Tip For Finding Typos

If you want to find any typos, misspellings, grammatical errors, or sentences with missing words we have found the quickest way is to take a final look at the copy after the hard copy is back from the printers. Errors that eluded your notice (and those of the client, independent proof reader, and the rest of the team) are obvious under casual inspection.

This appears to be a variant of Murphy’s Law (though not the Muphry’s Law variation “if you write anything criticizing editing or proofreading, there will be a fault of some kind in what you have written”) that would go “typographical errors in your content that have eluded multiple layers of focused checking will be obvious upon casual inspection by the first uninvolved reader.”

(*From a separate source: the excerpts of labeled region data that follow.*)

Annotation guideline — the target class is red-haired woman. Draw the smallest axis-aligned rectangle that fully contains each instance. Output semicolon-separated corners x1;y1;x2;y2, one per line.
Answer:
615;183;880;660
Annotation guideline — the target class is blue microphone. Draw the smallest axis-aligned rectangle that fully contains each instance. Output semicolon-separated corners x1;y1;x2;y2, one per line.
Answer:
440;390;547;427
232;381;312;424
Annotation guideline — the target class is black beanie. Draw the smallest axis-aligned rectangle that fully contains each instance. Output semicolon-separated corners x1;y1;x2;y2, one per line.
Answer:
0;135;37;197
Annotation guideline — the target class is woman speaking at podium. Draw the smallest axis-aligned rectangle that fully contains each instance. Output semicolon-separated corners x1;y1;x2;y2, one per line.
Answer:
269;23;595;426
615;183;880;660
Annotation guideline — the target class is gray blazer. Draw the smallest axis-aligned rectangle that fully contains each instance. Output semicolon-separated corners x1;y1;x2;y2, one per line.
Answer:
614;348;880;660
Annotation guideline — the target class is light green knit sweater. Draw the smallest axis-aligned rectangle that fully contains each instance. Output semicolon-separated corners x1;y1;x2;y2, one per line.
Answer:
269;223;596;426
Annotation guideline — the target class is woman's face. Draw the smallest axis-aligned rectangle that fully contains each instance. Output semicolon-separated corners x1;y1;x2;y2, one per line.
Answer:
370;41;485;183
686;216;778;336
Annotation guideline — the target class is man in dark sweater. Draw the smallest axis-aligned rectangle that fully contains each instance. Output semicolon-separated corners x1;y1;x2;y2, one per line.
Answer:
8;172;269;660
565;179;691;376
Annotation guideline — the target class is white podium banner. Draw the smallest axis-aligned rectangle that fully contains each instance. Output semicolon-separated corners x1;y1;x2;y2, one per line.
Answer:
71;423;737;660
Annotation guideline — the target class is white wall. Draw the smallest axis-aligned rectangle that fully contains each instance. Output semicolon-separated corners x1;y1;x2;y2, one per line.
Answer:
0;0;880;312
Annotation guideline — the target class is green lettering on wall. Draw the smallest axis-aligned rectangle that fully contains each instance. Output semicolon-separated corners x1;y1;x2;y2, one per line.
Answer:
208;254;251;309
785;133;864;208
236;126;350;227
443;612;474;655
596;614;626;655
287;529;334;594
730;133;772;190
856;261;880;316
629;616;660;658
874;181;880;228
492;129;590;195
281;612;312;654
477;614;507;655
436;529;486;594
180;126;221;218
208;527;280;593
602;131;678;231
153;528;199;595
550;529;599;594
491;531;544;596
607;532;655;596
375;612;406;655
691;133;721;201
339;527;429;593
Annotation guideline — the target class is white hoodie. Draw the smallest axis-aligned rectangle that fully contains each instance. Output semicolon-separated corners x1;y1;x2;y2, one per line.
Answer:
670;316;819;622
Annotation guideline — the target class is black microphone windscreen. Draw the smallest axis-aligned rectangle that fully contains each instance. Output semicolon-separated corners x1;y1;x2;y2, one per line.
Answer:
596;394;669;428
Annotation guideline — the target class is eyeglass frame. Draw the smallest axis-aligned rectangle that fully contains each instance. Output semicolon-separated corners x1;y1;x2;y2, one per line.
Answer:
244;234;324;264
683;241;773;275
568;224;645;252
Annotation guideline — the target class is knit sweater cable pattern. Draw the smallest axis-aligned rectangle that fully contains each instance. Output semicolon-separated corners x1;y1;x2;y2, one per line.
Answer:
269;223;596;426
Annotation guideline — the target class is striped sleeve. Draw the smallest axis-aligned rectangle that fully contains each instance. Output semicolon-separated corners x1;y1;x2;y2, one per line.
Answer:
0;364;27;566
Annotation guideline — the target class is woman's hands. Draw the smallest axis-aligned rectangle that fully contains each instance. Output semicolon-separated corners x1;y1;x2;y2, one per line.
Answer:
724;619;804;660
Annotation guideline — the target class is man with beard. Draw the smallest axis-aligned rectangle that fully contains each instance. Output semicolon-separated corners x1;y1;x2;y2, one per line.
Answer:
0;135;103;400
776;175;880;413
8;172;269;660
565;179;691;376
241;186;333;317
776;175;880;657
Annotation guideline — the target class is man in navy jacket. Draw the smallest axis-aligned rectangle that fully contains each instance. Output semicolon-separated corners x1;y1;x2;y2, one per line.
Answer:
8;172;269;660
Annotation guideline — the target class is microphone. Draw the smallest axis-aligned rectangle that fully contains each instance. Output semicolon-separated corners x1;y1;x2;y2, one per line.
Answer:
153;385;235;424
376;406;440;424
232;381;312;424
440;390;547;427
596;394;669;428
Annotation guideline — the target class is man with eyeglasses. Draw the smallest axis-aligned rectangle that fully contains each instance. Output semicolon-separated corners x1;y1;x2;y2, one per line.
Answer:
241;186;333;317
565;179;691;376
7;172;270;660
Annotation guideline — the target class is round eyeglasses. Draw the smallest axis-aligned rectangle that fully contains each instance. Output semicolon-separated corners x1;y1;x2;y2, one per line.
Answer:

So here’s the tip, when you ask someone to proofread something, give them a version that looks as close to the final printed form as possible (for example if it’s not fancy card stock tell them that they are looking at a Xerox copy of the final piece) and tell them “We just printed a thousand of these for next week’s event, what do you think?”

1 thought on “Tip For Finding Typos”

  1. Something that I’ve found works reasonably well, especially for something you’ve seen too many times before final, is to read the piece very slowly out loud. It makes you slow down and stops your eyes from skimming over something.

    as with all mehtods, not 100%, of course. Nothing beats a new set of eyes on a final.